Completely overwhelming in fact. Getting out of bed, responding to emails, grocery shopping when it was busy- All of these things are easy most days. But when depression is settling in, they become exhausting, overwhelming, frustrating. I was becoming more and more irritable and couldn't knock myself back to normal. Simple tasks pilled up and were replaced with Netflix or reading sports just so I could avoid. But avoid what?
Turns out, I was avoiding listening to my feelings. As a mid-30s male, talking about feelings, especially sadness or showing vulnerability or weakness isn't something that comes easily. I have a loving and supportive family and network of friends but at the time, admitting that things weren't "great" didn't just flow out. I hid those feelings and buried anything uncomfortable down as deep as I could. I tried travelling more for work just so I could be seen as "busy" but really it was so I could have lots of time on my own. I drank more and convinced myself that I was entertaining customers which would advance my career. I found all sorts of ways of distracting myself from feeling what was really going on inside.
My version of depression did not come with thoughts of suicide or even knowing that I was depressed.
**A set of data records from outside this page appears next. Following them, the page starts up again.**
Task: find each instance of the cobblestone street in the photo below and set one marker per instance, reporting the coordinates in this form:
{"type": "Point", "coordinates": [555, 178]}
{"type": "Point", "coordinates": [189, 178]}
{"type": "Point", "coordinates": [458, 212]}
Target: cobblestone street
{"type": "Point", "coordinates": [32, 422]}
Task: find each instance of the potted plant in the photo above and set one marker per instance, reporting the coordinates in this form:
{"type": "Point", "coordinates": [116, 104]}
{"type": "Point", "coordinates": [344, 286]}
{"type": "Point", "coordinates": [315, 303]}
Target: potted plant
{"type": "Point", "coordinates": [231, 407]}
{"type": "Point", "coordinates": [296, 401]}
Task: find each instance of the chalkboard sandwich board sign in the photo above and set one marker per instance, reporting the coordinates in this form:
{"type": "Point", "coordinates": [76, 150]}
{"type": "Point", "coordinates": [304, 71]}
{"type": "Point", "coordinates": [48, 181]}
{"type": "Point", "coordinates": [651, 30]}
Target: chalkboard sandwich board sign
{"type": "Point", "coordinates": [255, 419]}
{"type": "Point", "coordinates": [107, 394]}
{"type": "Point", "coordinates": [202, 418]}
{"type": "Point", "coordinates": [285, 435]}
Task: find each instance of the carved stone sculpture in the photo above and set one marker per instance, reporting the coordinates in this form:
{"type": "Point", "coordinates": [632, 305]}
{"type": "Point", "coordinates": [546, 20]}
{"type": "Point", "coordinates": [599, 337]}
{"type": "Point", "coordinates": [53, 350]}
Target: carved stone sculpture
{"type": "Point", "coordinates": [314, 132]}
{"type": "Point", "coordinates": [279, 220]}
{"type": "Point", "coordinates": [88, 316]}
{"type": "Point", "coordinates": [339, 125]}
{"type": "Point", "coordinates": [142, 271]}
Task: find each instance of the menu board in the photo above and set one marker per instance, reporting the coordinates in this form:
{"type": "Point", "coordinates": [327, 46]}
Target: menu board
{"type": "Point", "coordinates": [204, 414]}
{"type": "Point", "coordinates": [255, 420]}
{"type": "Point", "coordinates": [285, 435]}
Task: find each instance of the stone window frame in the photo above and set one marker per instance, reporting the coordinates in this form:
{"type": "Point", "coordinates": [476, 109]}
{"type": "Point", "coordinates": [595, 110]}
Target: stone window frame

It came as a lack of desire to enjoy life. I didn't laugh as much and I wouldn't allow myself to feel sadness. I tried to keep myself in a very protected bubble and neutral state. Never too high and never too low.
I've learned now that that isn't sustainable. We are creatures that are meant to feel; even when it's painful. That pain can give us perspective and allow us to feel joy and love. It's not about "sucking it up". It's about letting it out and trusting I will be ok. I will survive. I will overcome.